Github Actions is a feature that allows you to automate tasks within your software development life cycle. You can create workflows that are triggered by events within your repository such as creating a pull request or merging a pull request. You can also schedule workflows to run on a specific day and time.

What is a workflow?

A workflow is a configurable automated process made up of one or more jobs. A workflow can be scheduled or triggered by an event. A workflow file is a YAML file in your repository that defines your workflow. You can add a workflow file to your repository's .github/workflows directory. You can name your workflow file anything you like. For example, you can name your file build.yml, deploy.yml, or main.yml. You can also put your workflow file in a subdirectory of .github/workflows. For example, .github/workflows/my-workflows/deploy.yml.

What is a job?

A job is a set of steps that execute on the same runner. You can define dependencies between jobs using the needs keyword. You can also define dependencies between steps using the needs keyword.

What is a step?

A step is an individual task that can run commands. Steps are the smallest portable building block of a job. Steps can run commands, run setup tasks, or run an action. Each step runs in its own process in the runner environment and has access to the workspace and filesystem. You can use the run keyword to run a single command or a group of commands in the same shell. You can also use the run keyword to execute a script.

What is an action?

An action is a piece of code that performs one single modular task. You can combine actions to create jobs. You can also create your own actions and share them with the GitHub community. For more information, see "Creating a JavaScript action".

What is a runner?

A runner is a server that has the GitHub Actions runner application installed. You can use runners hosted by GitHub or you can host your own. For more information, see "About self-hosted runners".

What is a container?

A container is a standard unit of software that packages up code and all its dependencies so the application runs quickly and reliably from one computing environment to another. A Docker container image is a lightweight, standalone, executable package of software that includes everything needed to run an application: code, runtime, system tools, system libraries and settings. For more information, see "Docker overview".

First Steps

Quickstart for GitHub Actions

Working on this link

Create your first workflow

  1. Create a .github/workflows directory in your repository on GitHub if this directory does not already exist.
  2. In the .github/workflows directory, create a file named github-actions-demo.yml
  3. Copy this code:
        name: GitHub Actions Demo
        run-name: ${{ github.actor }} is testing out GitHub Actions 🚀
        on: [push]
        jobs:
        Explore-GitHub-Actions:
            runs-on: ubuntu-latest
            steps:
            - run: echo "🎉 The job was automatically triggered by a ${{ github.event_name }} event."
            - run: echo "🐧 This job is now running on a ${{ runner.os }} server hosted by GitHub!"
            - run: echo "🔎 The name of your branch is ${{ github.ref }} and your repository is ${{ github.repository }}."
            - name: Check out repository code
                uses: actions/checkout@v3
            - run: echo "💡 The ${{ github.repository }} repository has been cloned to the runner."
            - run: echo "🖥️ The workflow is now ready to test your code on the runner."
            - name: List files in the repository
                run: |
                ls ${{ github.workspace }}
            - run: echo "🍏 This job's status is ${{ job.status }}."
    
  4. Committing the workflow file to a branch in your repository triggers the push event and runs your workflow.
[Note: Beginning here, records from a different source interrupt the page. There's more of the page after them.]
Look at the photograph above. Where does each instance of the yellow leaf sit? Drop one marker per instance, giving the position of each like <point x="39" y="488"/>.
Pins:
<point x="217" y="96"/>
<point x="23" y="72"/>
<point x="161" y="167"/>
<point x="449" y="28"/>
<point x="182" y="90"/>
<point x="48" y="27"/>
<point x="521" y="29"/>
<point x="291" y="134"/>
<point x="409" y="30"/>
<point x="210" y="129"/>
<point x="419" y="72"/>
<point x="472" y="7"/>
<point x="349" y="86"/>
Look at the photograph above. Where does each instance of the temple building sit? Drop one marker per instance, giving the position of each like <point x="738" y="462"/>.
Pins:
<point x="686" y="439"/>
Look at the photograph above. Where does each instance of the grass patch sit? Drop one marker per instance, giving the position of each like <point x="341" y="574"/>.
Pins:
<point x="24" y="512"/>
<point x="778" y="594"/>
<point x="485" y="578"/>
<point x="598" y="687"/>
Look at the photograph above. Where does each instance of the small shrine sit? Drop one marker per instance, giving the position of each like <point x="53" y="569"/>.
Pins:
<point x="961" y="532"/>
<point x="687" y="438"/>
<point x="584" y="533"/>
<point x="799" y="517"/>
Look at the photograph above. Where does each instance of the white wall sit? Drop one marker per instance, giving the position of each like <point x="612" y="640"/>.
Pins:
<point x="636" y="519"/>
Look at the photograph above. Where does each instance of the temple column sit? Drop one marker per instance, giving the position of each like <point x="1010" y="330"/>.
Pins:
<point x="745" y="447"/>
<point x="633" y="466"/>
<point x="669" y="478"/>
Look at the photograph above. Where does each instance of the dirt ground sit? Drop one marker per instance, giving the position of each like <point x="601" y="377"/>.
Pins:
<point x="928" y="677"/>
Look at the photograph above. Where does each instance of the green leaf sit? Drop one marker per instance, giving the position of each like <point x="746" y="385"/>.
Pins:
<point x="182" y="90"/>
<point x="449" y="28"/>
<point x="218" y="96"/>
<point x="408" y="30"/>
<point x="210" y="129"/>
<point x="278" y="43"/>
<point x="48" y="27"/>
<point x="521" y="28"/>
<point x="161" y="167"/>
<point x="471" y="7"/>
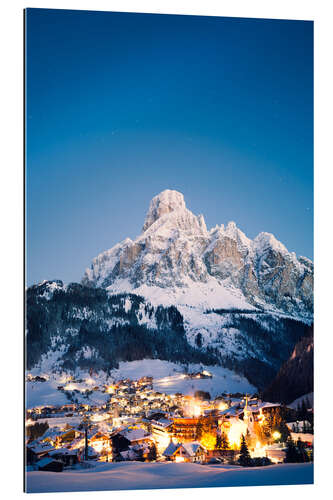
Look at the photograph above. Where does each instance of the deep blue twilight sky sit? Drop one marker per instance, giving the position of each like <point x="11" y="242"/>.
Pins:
<point x="122" y="106"/>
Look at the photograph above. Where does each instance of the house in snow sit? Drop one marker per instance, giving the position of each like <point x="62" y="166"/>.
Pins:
<point x="185" y="452"/>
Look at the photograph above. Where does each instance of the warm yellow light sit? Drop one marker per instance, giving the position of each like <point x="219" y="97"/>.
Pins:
<point x="208" y="441"/>
<point x="70" y="387"/>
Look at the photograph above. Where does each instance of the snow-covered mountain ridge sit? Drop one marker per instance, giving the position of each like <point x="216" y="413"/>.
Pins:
<point x="177" y="261"/>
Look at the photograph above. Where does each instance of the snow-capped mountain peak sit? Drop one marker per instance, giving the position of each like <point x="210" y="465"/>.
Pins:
<point x="164" y="203"/>
<point x="176" y="260"/>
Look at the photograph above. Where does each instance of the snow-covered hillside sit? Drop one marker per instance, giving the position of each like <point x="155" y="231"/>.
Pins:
<point x="110" y="476"/>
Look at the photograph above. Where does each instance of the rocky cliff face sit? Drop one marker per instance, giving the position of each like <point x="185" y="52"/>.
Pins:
<point x="178" y="292"/>
<point x="177" y="260"/>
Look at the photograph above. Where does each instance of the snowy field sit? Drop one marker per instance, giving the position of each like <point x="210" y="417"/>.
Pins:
<point x="137" y="475"/>
<point x="168" y="377"/>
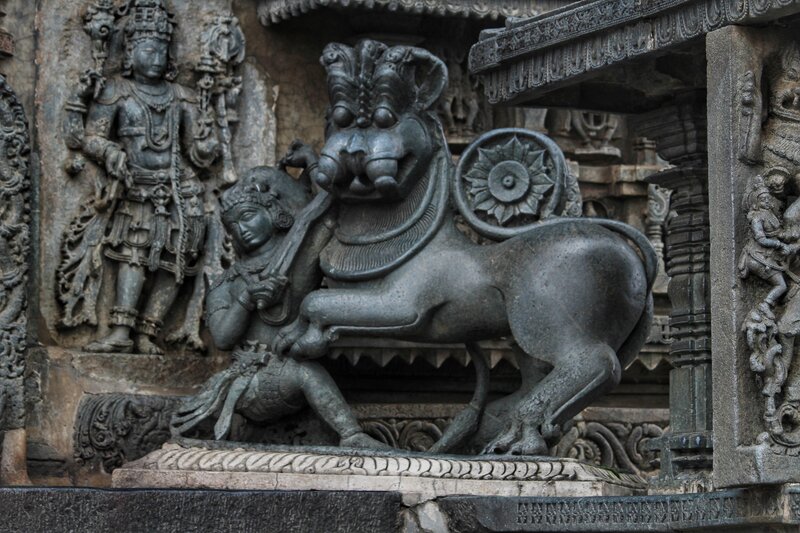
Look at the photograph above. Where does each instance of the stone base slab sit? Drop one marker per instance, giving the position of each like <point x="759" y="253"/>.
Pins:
<point x="774" y="509"/>
<point x="195" y="464"/>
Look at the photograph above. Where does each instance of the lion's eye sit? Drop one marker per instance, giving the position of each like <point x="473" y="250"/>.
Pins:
<point x="384" y="118"/>
<point x="342" y="116"/>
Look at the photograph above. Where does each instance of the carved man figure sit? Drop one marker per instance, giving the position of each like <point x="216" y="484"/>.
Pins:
<point x="249" y="303"/>
<point x="145" y="131"/>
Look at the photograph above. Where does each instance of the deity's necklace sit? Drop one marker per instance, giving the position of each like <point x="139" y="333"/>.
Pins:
<point x="148" y="103"/>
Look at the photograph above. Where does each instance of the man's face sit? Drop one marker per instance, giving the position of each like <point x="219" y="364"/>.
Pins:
<point x="251" y="226"/>
<point x="149" y="58"/>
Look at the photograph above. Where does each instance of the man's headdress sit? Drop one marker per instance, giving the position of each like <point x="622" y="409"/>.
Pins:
<point x="148" y="19"/>
<point x="271" y="189"/>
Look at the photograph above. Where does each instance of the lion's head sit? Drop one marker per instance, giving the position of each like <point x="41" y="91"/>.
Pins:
<point x="381" y="133"/>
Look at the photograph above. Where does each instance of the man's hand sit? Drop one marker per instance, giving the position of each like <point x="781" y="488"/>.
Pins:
<point x="267" y="292"/>
<point x="117" y="165"/>
<point x="299" y="155"/>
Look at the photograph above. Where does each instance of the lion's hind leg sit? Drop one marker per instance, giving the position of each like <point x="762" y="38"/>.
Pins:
<point x="577" y="378"/>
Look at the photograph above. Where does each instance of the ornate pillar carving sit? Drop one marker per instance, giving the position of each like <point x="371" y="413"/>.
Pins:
<point x="679" y="131"/>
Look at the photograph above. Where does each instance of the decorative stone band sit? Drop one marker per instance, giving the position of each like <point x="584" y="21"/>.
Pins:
<point x="274" y="11"/>
<point x="574" y="41"/>
<point x="329" y="464"/>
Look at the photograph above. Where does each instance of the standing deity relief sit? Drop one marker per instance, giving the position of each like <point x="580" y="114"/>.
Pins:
<point x="770" y="143"/>
<point x="157" y="144"/>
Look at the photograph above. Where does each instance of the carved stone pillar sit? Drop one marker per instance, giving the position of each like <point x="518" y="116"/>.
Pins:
<point x="679" y="131"/>
<point x="754" y="172"/>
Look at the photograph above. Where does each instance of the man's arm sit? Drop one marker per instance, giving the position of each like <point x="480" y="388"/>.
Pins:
<point x="97" y="144"/>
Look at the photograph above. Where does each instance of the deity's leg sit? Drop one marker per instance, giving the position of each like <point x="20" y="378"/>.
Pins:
<point x="130" y="280"/>
<point x="159" y="301"/>
<point x="327" y="401"/>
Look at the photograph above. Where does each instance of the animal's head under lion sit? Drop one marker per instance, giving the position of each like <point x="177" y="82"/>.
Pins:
<point x="569" y="292"/>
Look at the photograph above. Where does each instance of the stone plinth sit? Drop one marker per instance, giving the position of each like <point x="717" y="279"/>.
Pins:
<point x="195" y="464"/>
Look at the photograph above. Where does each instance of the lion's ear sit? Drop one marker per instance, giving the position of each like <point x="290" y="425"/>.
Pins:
<point x="431" y="77"/>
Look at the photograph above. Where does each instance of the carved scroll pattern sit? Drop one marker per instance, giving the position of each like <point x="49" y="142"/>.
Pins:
<point x="594" y="35"/>
<point x="14" y="251"/>
<point x="115" y="428"/>
<point x="112" y="429"/>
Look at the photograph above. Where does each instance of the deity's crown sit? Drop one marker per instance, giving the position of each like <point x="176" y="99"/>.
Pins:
<point x="371" y="75"/>
<point x="149" y="18"/>
<point x="246" y="193"/>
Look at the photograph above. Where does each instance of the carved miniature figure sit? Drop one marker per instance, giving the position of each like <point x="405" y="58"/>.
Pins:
<point x="769" y="140"/>
<point x="149" y="136"/>
<point x="267" y="215"/>
<point x="398" y="267"/>
<point x="764" y="252"/>
<point x="15" y="242"/>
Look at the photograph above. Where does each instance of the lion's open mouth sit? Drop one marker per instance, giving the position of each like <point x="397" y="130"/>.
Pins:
<point x="360" y="176"/>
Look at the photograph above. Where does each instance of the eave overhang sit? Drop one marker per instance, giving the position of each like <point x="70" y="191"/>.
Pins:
<point x="525" y="60"/>
<point x="274" y="11"/>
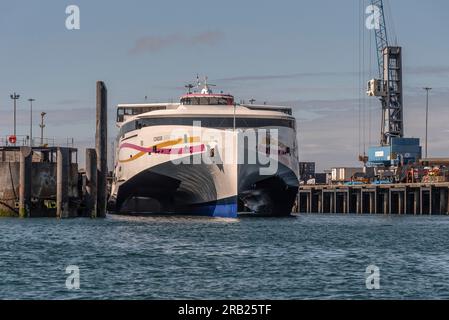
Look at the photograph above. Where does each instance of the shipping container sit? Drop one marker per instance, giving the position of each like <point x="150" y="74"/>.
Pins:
<point x="344" y="174"/>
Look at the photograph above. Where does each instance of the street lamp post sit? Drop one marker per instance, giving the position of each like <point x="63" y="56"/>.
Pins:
<point x="31" y="100"/>
<point x="42" y="125"/>
<point x="15" y="97"/>
<point x="427" y="117"/>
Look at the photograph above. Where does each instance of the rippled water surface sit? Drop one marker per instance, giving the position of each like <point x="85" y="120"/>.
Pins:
<point x="304" y="257"/>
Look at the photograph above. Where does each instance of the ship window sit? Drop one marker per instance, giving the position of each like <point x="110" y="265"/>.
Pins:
<point x="207" y="122"/>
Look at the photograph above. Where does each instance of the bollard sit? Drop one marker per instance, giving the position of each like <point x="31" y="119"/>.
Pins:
<point x="91" y="183"/>
<point x="26" y="159"/>
<point x="101" y="137"/>
<point x="62" y="183"/>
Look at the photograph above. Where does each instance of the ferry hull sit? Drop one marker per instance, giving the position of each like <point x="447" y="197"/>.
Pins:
<point x="207" y="190"/>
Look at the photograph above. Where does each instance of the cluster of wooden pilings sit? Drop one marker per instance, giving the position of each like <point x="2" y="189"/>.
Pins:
<point x="28" y="184"/>
<point x="415" y="199"/>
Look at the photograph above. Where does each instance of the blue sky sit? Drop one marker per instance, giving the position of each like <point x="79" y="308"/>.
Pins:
<point x="303" y="53"/>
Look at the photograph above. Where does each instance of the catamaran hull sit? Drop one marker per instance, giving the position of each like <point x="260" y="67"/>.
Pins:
<point x="207" y="190"/>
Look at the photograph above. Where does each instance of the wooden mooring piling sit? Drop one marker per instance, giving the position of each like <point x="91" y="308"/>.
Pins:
<point x="46" y="182"/>
<point x="402" y="199"/>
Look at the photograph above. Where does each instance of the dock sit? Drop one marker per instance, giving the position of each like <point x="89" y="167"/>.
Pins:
<point x="47" y="182"/>
<point x="399" y="199"/>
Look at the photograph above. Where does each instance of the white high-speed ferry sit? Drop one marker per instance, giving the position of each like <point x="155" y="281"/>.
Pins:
<point x="205" y="155"/>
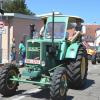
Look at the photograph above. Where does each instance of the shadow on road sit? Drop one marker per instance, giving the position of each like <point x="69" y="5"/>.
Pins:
<point x="88" y="83"/>
<point x="45" y="93"/>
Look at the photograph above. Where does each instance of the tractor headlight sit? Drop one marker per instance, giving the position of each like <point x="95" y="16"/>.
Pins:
<point x="42" y="63"/>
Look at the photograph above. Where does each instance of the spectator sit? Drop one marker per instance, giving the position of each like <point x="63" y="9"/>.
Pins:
<point x="13" y="51"/>
<point x="22" y="53"/>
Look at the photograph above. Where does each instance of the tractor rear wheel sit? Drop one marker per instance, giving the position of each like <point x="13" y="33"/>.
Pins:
<point x="58" y="87"/>
<point x="8" y="87"/>
<point x="77" y="69"/>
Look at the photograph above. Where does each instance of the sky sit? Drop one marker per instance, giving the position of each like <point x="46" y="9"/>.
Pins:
<point x="89" y="10"/>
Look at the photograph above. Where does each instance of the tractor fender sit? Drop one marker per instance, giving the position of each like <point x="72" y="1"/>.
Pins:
<point x="72" y="50"/>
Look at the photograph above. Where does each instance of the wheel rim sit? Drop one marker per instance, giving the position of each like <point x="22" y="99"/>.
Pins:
<point x="83" y="67"/>
<point x="63" y="85"/>
<point x="11" y="84"/>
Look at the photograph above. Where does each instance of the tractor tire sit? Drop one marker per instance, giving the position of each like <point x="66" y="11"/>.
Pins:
<point x="8" y="87"/>
<point x="77" y="69"/>
<point x="58" y="87"/>
<point x="93" y="59"/>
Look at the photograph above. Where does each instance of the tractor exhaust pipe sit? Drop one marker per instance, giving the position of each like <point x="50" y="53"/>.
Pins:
<point x="53" y="29"/>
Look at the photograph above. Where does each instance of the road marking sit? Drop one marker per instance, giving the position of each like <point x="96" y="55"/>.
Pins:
<point x="27" y="92"/>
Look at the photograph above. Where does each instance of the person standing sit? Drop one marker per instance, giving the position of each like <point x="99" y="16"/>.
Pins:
<point x="13" y="51"/>
<point x="22" y="53"/>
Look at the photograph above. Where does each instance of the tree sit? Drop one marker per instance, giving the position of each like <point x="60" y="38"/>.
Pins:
<point x="16" y="6"/>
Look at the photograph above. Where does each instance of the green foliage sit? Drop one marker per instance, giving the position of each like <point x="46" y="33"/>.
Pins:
<point x="16" y="6"/>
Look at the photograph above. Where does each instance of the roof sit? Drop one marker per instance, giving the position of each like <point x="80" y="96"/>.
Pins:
<point x="18" y="15"/>
<point x="73" y="18"/>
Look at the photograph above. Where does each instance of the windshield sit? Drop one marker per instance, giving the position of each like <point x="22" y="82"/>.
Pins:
<point x="59" y="29"/>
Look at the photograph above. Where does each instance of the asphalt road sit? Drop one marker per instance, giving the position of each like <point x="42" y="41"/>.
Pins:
<point x="91" y="91"/>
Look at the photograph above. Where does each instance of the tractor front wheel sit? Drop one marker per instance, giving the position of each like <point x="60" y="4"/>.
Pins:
<point x="58" y="87"/>
<point x="7" y="86"/>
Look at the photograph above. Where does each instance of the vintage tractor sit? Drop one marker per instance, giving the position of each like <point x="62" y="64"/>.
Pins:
<point x="52" y="61"/>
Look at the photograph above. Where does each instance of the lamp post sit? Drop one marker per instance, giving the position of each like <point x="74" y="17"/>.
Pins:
<point x="1" y="3"/>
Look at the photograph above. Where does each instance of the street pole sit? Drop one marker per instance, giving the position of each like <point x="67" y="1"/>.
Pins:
<point x="1" y="2"/>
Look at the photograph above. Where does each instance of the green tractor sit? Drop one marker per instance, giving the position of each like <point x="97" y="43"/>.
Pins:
<point x="52" y="61"/>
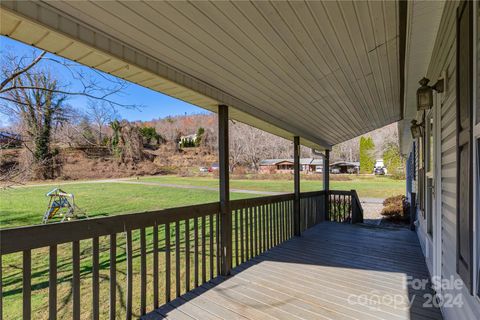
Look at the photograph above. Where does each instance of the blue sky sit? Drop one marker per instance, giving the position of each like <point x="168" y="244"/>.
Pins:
<point x="155" y="104"/>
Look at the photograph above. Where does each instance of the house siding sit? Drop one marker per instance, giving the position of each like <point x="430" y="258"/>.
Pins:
<point x="444" y="60"/>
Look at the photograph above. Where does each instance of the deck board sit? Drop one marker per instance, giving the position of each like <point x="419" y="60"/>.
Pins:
<point x="321" y="275"/>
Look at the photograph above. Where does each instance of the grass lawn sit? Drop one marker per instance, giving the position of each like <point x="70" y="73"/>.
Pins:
<point x="366" y="186"/>
<point x="26" y="205"/>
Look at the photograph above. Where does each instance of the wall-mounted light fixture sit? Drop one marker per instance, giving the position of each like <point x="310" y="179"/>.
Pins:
<point x="425" y="93"/>
<point x="416" y="129"/>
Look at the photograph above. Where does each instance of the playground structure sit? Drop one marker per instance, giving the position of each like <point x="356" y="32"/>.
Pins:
<point x="62" y="205"/>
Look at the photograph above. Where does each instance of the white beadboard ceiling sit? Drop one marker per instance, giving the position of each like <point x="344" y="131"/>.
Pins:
<point x="325" y="71"/>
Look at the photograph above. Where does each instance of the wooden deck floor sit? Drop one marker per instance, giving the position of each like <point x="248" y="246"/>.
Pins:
<point x="334" y="271"/>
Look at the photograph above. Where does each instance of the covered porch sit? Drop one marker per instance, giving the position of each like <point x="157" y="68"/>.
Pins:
<point x="334" y="271"/>
<point x="299" y="70"/>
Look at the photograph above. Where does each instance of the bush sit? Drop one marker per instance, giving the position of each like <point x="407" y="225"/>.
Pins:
<point x="367" y="160"/>
<point x="396" y="208"/>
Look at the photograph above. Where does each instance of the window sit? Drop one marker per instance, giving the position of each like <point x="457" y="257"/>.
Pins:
<point x="465" y="143"/>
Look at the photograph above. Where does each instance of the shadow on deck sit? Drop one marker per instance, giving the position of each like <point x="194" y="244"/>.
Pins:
<point x="334" y="271"/>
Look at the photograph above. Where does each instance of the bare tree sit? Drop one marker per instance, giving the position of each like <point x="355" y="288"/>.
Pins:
<point x="100" y="114"/>
<point x="31" y="96"/>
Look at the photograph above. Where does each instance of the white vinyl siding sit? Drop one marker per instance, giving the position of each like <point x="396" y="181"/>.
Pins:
<point x="444" y="59"/>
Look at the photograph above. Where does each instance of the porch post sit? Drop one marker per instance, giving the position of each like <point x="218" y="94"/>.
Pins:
<point x="326" y="181"/>
<point x="296" y="178"/>
<point x="225" y="214"/>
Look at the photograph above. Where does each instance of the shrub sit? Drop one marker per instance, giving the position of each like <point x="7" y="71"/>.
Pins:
<point x="396" y="208"/>
<point x="367" y="160"/>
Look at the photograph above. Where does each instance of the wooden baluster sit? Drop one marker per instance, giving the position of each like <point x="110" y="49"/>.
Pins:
<point x="255" y="227"/>
<point x="187" y="255"/>
<point x="246" y="235"/>
<point x="271" y="223"/>
<point x="211" y="246"/>
<point x="264" y="227"/>
<point x="259" y="229"/>
<point x="252" y="232"/>
<point x="177" y="259"/>
<point x="168" y="270"/>
<point x="284" y="215"/>
<point x="242" y="237"/>
<point x="1" y="289"/>
<point x="219" y="245"/>
<point x="27" y="284"/>
<point x="204" y="254"/>
<point x="236" y="236"/>
<point x="278" y="223"/>
<point x="155" y="266"/>
<point x="129" y="275"/>
<point x="76" y="279"/>
<point x="52" y="283"/>
<point x="113" y="276"/>
<point x="195" y="251"/>
<point x="95" y="279"/>
<point x="143" y="272"/>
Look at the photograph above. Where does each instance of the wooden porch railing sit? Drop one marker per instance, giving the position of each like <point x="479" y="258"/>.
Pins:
<point x="344" y="206"/>
<point x="123" y="266"/>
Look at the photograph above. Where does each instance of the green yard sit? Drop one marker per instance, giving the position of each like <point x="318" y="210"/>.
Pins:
<point x="366" y="186"/>
<point x="25" y="206"/>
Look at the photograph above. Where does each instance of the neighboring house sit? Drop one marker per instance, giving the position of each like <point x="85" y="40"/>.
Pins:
<point x="345" y="167"/>
<point x="188" y="140"/>
<point x="443" y="148"/>
<point x="308" y="165"/>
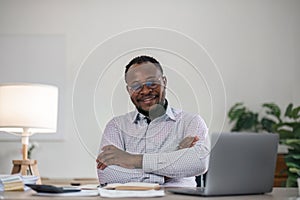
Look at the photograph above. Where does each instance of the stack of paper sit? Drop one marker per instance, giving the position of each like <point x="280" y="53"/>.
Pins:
<point x="133" y="189"/>
<point x="11" y="183"/>
<point x="16" y="182"/>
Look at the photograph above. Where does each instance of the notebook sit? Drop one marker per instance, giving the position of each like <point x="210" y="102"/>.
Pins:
<point x="240" y="163"/>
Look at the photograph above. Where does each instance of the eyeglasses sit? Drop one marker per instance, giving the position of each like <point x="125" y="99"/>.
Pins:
<point x="151" y="84"/>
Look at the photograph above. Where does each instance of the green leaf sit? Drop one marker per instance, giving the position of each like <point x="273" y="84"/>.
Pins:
<point x="291" y="180"/>
<point x="268" y="125"/>
<point x="288" y="111"/>
<point x="295" y="113"/>
<point x="273" y="109"/>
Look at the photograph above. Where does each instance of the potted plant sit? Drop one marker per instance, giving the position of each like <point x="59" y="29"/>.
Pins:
<point x="287" y="125"/>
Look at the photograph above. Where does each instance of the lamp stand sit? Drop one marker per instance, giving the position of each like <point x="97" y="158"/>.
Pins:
<point x="26" y="166"/>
Understanding the worflow file

  1. name: GitHub Actions Demo is the name of the workflow as it will appear in the "Actions" tab of the GitHub repository.
  2. run-name: ${{ github.actor }} is testing out GitHub Actions 🚀 is the name for workflow runs generated from the workflow, which will appear in the list of workflow runs on your repository's Actions tab. This example uses an expression with the github context to display the username of the actor that triggered the workflow run.
  3. on: [push]. It specifies the trigger for this workflow. This example uses the push event, so a workflow run is triggered every time someone pushes a change to the repository or merges a pull request.
  4. jobs: groups together all the jobs that run in the GitHub Actions Demo workflow.
  5. Explore-GitHub-Actions:. Defines a job named Explore-GitHub-Actions . The child keys will define properties of the job.
  6. runs-on: ubuntu-latest. Configures the job to run on the latest version of an Ubuntu Linux runner. This means that the job will execute on a fresh virtual machine hosted by GitHub
  7. steps. Groups together all the steps that run in the Explore-Github-Actions job. Each item under this section is a separate action or shell script.
  8. uses: actions/checkout@v3. The uses keyword specifies that this step will run v3 of the actions/checkout action. This is an action that checks out your repository onto the runner, allowing you to run scripts or other actions against your code (such as build and test tools). You should use the checkout action any time your workflow will run against the repository's code.

Building and Testing Python

You can create a continuous integration (CI) workflow to build and test your Python project.

Python Starter workflow

Working following this tutorial.

Trying something by my own.

I have written a python script named src/script.py. This script invokes datetime.now() function and save it into a .txt file called dates.txt.

I have created a workflow file named Write Dates Workflow.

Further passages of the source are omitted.